- Are varaibles declared as 8 bit on 8 bit PICs and 16 bit on 16 bit PICs? If so, how does one declare an int or long and do arithmatic with these in assembly on an 8 bit PIC?
Variables are whatever size you want them to be, the logic and arithmetic operations on them are normally done in the size of the registers. In other words, you specify the storage size of the variable in RAM and write whatever code is needed to manipulate it using register sized chunks. Ints and longs do not have any meaning in assembly language but if for example you wanted a 16-bit variable, typically you would assign two adjacent 8-bit bytes to hold it.
- How does one write a function that takes parameters and return a value in assembly? If mean if only use "goto", that is not like calling a function anymore.
You can pass and return values in registers. For parameters bigger than a register you save them in memory, call your function and if necessary return the results in memory. Memory is accessible from anywhere in the program so your function and the remainder of the program can access it at any time. Incidentally, "goto" in PIC language means load the following address value into the program counter, forcing the next instruction to be picked up from that address, it does not take any parameters.
- Does assembly have concept of variable scope e.g variables inside functions cannot be accessed from outside in C?
Scope has nothing to do with the program itself, it is a concept only understood by the assembler so it will vary from one assembler to another. Most people use MPLAB or MPLABX from Microchip, it does allow for local variable names within routines.
- What are steps to add two numbers in assembly together? Does assembly have concept of type i,e signed, unsigned, float, int, short e.t.c?
They do not exist at assemble language level, everything is treated equally. It is up to you how the data is used. To add numbers, typically you would load one into the W register and use the ADDWF instruction to add it to the address the other variable is held. You can save the result in W or the variable address depending on what you set the destination field to. The STATUS bits are updated after a math instruction so you can check for a result of zero and whether a carry was generated. Your code would be responsible for checking the carry bit and if necessary, propagating it through any additional digits in your variable.

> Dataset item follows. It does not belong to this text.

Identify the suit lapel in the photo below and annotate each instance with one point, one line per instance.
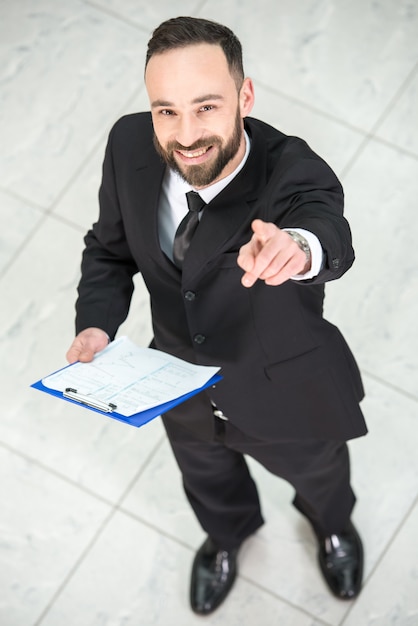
(228, 214)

- What is the most important thing(s) that a person moving from PIC C to PIC Assembly needs to know before they delve into it?

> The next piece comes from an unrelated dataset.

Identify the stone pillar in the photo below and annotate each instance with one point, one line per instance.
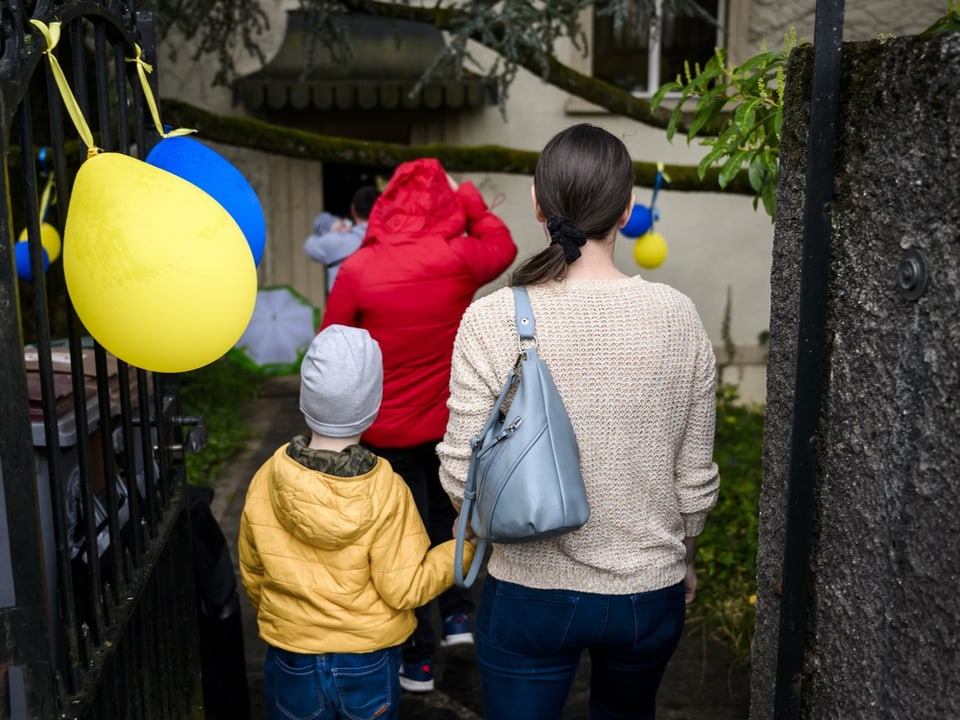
(883, 614)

In my opinion the most important thing is to realize that a C compiler produces assembly language code which is then assembled into your final program. It means anything you can do in C is possible in assembly, you just bypass the high level constructs that C gives you. The big advantage of that is you are no longer weighed down by the 'glue' needed by C to hold the program together so you can write faster and smaller programs. You can still use libraries of functions, in fact you can use the C libraries if you are careful but after some practice you will find you make your own routines and save them for reuse in other programs. Because you have absolute control over the program execution, you can also make exact predictions about timing, you will find this important if you delve into control systems where signal sequences and precise delays are essential.
As Paulfjujo stated, you should make yourself familar with the data sheet for the device you want to use. Although the PIC families have very similar instruction sets, there are of course differences to allow their different peripherals work.
Brian.